Después de haber hablado con Rose y Emmett, regresamos a casa, Ethan estaba pensativo y aunque parecía más tranquilo también parecía estar confundido, me preguntaba que podría haber hablado él y Hannah, esperaba que hubieran arreglado las cosas al final éramos familia.

-¿Hablaste con Hannah?-pregunte cuando entramos a la casa, él suspiro y asintió.-¿Arreglaron las cosas?-en realidad dudaba que él quisiera hablarme de lo que sea que hubieran hablado pero esperaba que me dijera que estaban bien.

-Algo así.-dijo en un susurro. Subió a su cuarto y nosotros nos quedamos en la sala.

-¿Crees que vaya a estar bien?-pregunto Bella abrazándome por la cintura, sonreí y tome su rostro entre mis manos acercando sus labios a los míos.

-Sí, solo pasaron por malos momentos pero al final se quieren.-dije intentando tranquilizarla, ella sonrió y asintió.

-En dos semanas en nuestro aniversario.-dijo con una enorme sonrisa en su rostro, sin duda eso la tenía emocionada, sonreí y volví a besarla, nos moví hasta el sofá y la coloque en mi regazo.

-¿Segura?-pregunte en broma, ella me miro mal.

-¿Dices que no lo recuerdas?-pregunto soltando sus brazos de mi cuello, sonreí e intente besarla pero ella se hizo hacia atrás, sonreí y volví a intentarlo, al final atrape su cuerpo bajo el mío sobre el sofá y sostuve sus manos sobre su cabeza, me acerque hasta rozar nuestros labios-No quiero que me beses. ¡¿Cómo puedes olvidar algo tan impor…-pero la bese antes de que siguiera hablando, me respondió el beso con fuerza. Sonreí separándome un poco de ella.

-Jamás podría olvidar el día en el que nos casamos.-dije entrelazando nuestros dedos.-Fue el día más maravilloso de mi vida.-le prometí, ella me miro incrédula hasta que finalmente sonrió.

-Más te vale.-dijo mirándome con ternura.
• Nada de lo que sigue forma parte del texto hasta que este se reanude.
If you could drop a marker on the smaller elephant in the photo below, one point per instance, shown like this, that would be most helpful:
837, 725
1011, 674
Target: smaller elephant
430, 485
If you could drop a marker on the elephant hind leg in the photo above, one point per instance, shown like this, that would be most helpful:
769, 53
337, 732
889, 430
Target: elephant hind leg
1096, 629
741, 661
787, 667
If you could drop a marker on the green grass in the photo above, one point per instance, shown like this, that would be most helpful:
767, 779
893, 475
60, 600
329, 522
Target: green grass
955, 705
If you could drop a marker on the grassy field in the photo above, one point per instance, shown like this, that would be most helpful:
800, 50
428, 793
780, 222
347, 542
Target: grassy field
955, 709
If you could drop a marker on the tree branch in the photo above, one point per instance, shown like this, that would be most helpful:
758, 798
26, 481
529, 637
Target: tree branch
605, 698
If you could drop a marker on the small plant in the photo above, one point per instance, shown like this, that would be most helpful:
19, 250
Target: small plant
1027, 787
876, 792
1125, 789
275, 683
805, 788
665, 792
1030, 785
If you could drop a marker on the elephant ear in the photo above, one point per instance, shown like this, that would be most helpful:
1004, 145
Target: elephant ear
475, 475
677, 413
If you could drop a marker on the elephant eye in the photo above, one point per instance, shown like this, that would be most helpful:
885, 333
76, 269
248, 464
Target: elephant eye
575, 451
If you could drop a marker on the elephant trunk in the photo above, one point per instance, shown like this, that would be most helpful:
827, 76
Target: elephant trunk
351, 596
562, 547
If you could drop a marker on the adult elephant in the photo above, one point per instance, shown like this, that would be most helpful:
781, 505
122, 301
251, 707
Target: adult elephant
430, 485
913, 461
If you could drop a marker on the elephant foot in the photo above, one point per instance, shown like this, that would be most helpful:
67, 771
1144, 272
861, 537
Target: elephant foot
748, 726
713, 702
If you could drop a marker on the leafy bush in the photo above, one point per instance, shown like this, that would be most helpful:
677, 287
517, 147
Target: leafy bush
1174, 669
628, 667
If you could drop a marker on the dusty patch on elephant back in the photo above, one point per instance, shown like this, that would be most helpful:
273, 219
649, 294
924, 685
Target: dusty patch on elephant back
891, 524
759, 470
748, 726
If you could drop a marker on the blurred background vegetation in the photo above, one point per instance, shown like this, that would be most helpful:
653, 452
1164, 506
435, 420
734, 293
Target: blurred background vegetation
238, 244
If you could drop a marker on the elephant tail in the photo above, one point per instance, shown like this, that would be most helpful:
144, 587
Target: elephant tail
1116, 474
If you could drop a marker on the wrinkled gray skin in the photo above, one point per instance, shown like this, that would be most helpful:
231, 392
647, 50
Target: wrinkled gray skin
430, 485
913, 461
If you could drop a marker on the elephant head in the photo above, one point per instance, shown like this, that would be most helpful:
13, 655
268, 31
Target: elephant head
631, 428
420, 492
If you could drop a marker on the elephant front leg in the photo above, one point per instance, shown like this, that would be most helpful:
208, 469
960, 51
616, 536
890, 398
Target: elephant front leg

-Te amo.-le susurre sobre sus labios.

-Te amo.-dijo con voz ronca, la bese con ternura…

-¡Oh vamos! ¡Tienen un cuarto!-escuchamos la voz de Ethan en lo alto de la escalera, Bella intento romper el beso pero yo seguía besándola con insistencia.-¡Oh Dios quedaré traumado por el resto de mi vida!-dijo dramático, finalmente solté sus labios y le sonreí travieso, gire mi rostro y vi como Ethan se alejaba cubriendo su rostro, sonreí.

Bella se rió bajito, y le sonreí.

-Es una pervertida, Señora Cullen.-le dije levantándome y jalándola conmigo.

-¿Yo?-pregunto con una sonrisa enorme en su rostro.

-Sí. Mire que andar dando esos espectáculos.-dije sonriente, ella me sonrió.-enrede mis brazos en su cintura y ella unió nuestros labios de nuevo.

-Aprendí del mejor.-dijo sonriente, sonreí y volví a besarla.

El día de nuestro aniversario llego y antes de que Bella despertara me encargue de todo para quedarnos solos, nuestros hijos se quedarían con Rosalie y Emmett por unos días, mientras nosotros pasaríamos esos días en Forks, donde todo inicio.

-Amor.-susurre besando su espalda desnuda, ella gimió bajito.-Debes levantarte.-dije sonriente, ella negó.

-Quiero seguir durmiendo.

-Oh pero si sigues durmiendo perderemos el vuelo.-dije llamando su atención, ella sonrió y se giro.

-¿Vuelo?-pregunto con un brillo en sus ojos, asentí.-¿A dónde?-pregunto levantándose y cubriendo sus senos con la sabana, yo jale la tela para ver su pecho desnudo, ella me miro sonrojada.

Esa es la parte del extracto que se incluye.